It's NYT's lead story today, portrayed as a poaching expedition: "In an extraordinary bid to to lure traditionalist Anglicans en masse, the Vatican on Tuesday announced..." Archbishop of Canterbury Rowan Williams begs to differ:
It would not occur to me to see this as an act of aggression or a
statement of no confidence, precisely because the routine relationships
that we enjoy as churches will continue
Yes, and have you checked if your wallet's still in your pocket, eminence?
Tom Reese sees the outreach as a way for Rome to solve its priest shortage problem:
More importantly, could married Roman Catholic men from the traditional
dioceses join the Anglican ordinariate and become seminarians and
priests? If so, we have just solved the priest shortage problem and
within a generation there will be more priests in the Anglican
ordinariates than in the traditional dioceses. The rest of the people
will soon follow and the Anglican ordinariate will hold a majority of
Well, maybe. But where in the Catholic world? Traditionalist Anglican types in America already have their own church. Will English traditionalists give up all those fab buildings just to protest the ordination of women? As for the Nigerians, in doctrine and practice they've got everything they could want already--plus a married episcopate, which they'd have to give up; and they're just as thick on the ground as the Catholics.
Update: Wait a minute--I missed the point. The idea would be for actual bona fide Catholic married men to become "Anglican Catholics" and get themselves turned into priests. I wonder if any Eastern Rite (Uniate) Catholic churches ever had Western Rite Catholics who tried this move. Something tells me the Vatican isn't going to like this loophole. Clever, though.
Further Update: Consulting with my expert on all things Orthodox (Andrew Walsh), I have determined that, at least so far as Andrew knows, there have been no Western Rite types who have tried for the married Catholic priesthood by enrolling in an Eastern Rite seminary.
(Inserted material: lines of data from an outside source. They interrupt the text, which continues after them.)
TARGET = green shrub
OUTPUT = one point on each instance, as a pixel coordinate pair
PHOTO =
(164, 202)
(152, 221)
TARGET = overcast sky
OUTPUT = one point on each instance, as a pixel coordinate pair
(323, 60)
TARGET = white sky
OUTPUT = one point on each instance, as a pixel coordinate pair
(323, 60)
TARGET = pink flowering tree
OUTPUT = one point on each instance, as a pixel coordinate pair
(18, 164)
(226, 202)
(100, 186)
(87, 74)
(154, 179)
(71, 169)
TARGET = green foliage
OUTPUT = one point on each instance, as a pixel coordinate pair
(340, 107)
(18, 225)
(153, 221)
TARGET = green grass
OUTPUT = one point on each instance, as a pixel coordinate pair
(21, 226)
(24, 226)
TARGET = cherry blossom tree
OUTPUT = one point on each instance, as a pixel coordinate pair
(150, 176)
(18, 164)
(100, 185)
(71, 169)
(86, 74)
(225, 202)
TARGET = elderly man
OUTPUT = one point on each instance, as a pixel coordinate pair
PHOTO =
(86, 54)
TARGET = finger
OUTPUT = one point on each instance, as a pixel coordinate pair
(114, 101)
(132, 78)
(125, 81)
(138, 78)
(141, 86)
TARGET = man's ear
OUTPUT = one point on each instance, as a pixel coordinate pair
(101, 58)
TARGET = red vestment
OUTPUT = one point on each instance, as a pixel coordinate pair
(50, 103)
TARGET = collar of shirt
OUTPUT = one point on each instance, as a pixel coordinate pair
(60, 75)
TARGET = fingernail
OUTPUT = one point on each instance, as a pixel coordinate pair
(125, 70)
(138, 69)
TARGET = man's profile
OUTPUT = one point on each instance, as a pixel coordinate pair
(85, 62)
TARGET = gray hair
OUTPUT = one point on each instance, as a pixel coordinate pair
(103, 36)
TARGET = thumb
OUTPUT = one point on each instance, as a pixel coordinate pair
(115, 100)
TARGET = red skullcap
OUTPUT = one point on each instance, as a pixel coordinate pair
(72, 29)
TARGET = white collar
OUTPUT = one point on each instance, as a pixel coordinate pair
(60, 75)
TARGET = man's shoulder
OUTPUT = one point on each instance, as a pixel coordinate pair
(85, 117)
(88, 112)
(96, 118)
The reason, mainly, is that the Catholic Church doesn't let Eastern Rite seminaries in the U.S. ordain married men of any sort. The only married priests in that corner are those ordained in the Ukraine or thereabouts; they're not allowed in principle but in practice have made their way to these shores. Now the terms of the new Anglican Ordinariate look to be different. And--important to note--the Anglican rite is a whole lot closer to the Roman one than the Orthodox is. So there could well be married Catholic men tempted by this route. Whether the American Catholic hierarchy--or Rome, for that matter--would think this a nifty solution to the priest shortage is another thing entirely. My guess (and Andrew's) is that such a door, if a lot of people started passing through it, would be slammed shut.